We use the data from ….
I propose the following 10 questions based on my own understanding of the data and ChatGPT.
We will explore the questions in detail.
home = read.csv("https://www.lock5stat.com/datasets3e/HomesForSale.csv")
head(home)
## State Price Size Beds Baths
## 1 CA 533 1589 3 2.5
## 2 CA 610 2008 3 2.0
## 3 CA 899 2380 5 3.0
## 4 CA 929 1868 3 3.0
## 5 CA 210 1360 2 2.0
## 6 CA 268 2131 3 2.0
california_data <- subset(home, State == "CA")
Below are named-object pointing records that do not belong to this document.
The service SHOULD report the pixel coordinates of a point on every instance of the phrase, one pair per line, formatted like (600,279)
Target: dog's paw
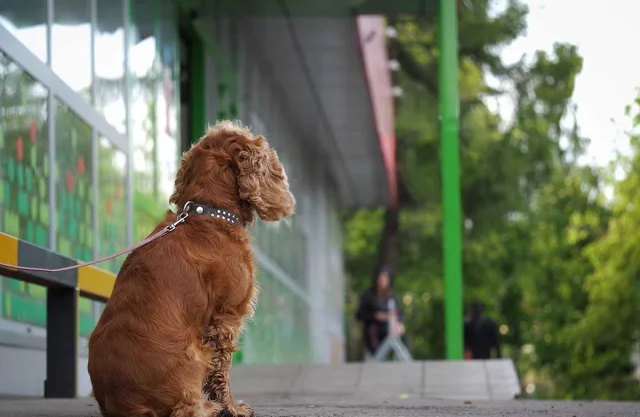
(237,410)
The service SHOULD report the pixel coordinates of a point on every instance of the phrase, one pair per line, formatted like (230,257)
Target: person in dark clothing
(481,334)
(374,312)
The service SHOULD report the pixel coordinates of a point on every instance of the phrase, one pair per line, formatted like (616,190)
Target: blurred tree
(540,240)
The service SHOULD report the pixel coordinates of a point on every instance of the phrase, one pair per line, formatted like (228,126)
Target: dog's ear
(184,172)
(262,181)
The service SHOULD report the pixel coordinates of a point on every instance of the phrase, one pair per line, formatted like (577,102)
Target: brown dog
(170,327)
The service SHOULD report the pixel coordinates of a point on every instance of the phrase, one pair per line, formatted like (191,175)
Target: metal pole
(449,115)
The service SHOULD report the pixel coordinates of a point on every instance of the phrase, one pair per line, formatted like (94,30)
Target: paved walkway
(330,406)
(418,389)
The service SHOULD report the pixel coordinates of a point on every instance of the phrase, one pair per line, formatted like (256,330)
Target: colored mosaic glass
(74,195)
(24,175)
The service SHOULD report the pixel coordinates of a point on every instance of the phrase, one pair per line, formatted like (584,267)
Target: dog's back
(137,360)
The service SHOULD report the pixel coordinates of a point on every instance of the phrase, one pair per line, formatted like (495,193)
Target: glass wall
(115,106)
(70,192)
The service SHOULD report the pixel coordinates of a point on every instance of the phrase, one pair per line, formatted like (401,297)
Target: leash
(181,217)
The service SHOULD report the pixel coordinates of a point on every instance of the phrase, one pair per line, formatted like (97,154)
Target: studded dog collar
(192,208)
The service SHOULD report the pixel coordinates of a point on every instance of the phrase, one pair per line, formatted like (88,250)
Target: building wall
(90,95)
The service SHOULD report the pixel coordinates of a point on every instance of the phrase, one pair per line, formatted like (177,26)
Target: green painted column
(452,219)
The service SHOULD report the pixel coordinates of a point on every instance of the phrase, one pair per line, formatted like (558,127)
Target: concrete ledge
(91,281)
(466,380)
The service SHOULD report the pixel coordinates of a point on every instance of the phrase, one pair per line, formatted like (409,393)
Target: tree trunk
(388,246)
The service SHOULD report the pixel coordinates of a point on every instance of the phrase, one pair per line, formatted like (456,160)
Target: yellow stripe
(8,249)
(96,281)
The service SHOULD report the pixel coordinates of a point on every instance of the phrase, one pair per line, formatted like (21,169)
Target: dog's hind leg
(198,409)
(222,336)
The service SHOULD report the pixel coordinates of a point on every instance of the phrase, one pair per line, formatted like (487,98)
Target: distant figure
(481,334)
(374,312)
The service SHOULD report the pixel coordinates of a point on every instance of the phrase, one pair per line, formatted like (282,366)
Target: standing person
(481,334)
(374,312)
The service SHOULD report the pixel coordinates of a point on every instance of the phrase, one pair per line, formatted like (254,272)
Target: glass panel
(27,21)
(112,218)
(167,111)
(148,131)
(279,331)
(74,196)
(71,44)
(109,62)
(24,163)
(24,177)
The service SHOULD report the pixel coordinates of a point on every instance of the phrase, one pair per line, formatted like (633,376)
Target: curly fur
(172,323)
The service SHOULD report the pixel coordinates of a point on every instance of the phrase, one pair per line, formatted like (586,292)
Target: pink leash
(148,240)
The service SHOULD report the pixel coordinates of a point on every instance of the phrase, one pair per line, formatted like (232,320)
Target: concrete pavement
(417,389)
(332,406)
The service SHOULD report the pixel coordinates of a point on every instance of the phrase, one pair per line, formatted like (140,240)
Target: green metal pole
(452,232)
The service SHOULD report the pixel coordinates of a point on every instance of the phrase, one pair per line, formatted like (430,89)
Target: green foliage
(553,259)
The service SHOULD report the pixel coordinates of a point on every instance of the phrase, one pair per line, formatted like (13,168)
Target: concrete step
(459,380)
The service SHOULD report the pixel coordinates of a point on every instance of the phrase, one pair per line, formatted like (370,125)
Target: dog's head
(232,167)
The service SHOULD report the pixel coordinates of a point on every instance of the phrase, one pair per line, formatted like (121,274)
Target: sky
(611,71)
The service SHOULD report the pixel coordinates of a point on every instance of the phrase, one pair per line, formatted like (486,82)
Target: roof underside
(313,47)
(325,8)
(317,61)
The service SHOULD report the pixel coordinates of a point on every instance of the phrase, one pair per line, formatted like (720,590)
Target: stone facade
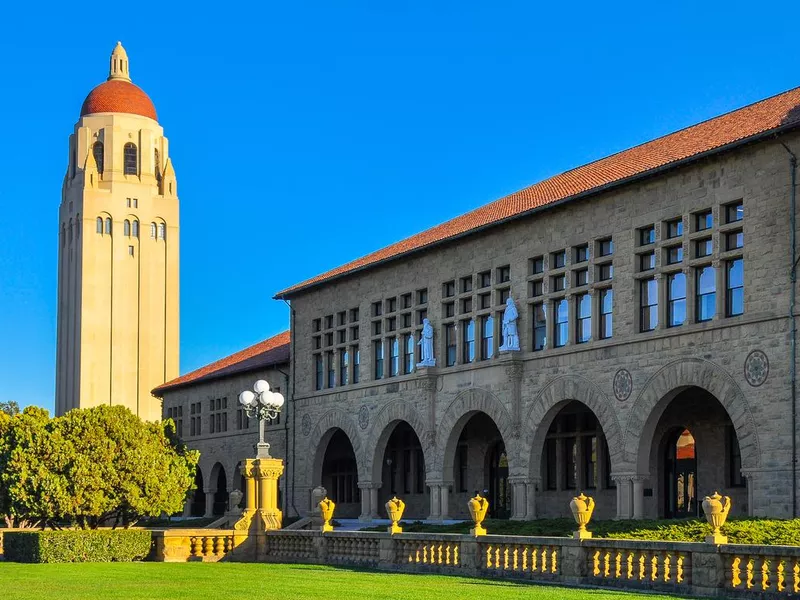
(726,380)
model_size <- lm(Price ~ Size, data = california_data)
summary(model_size)
##
## Call:
## lm(formula = Price ~ Size, data = california_data)
##
## Residuals:
## Min 1Q Median 3Q Max
## -462.55 -139.69 39.24 147.65 352.21
##
## Coefficients:
## Estimate Std. Error t value Pr(>|t|)
## (Intercept) -56.81675 154.68102 -0.367 0.716145
## Size 0.33919 0.08558 3.963 0.000463 ***
## ---
## Signif. codes: 0 '***' 0.001 '**' 0.01 '*' 0.05 '.' 0.1 ' ' 1
##
## Residual standard error: 219.3 on 28 degrees of freedom
## Multiple R-squared: 0.3594, Adjusted R-squared: 0.3365
## F-statistic: 15.71 on 1 and 28 DF, p-value: 0.0004634
The size of the home makes the price go up if its high, and down if its low
lm(Price~Beds, data = california_data)
##
## Call:
## lm(formula = Price ~ Beds, data = california_data)
##
## Coefficients:
## (Intercept) Beds
## 269.76 84.77
Shows that the more bedrooms there are, the higher the price goes up (by $84.77.)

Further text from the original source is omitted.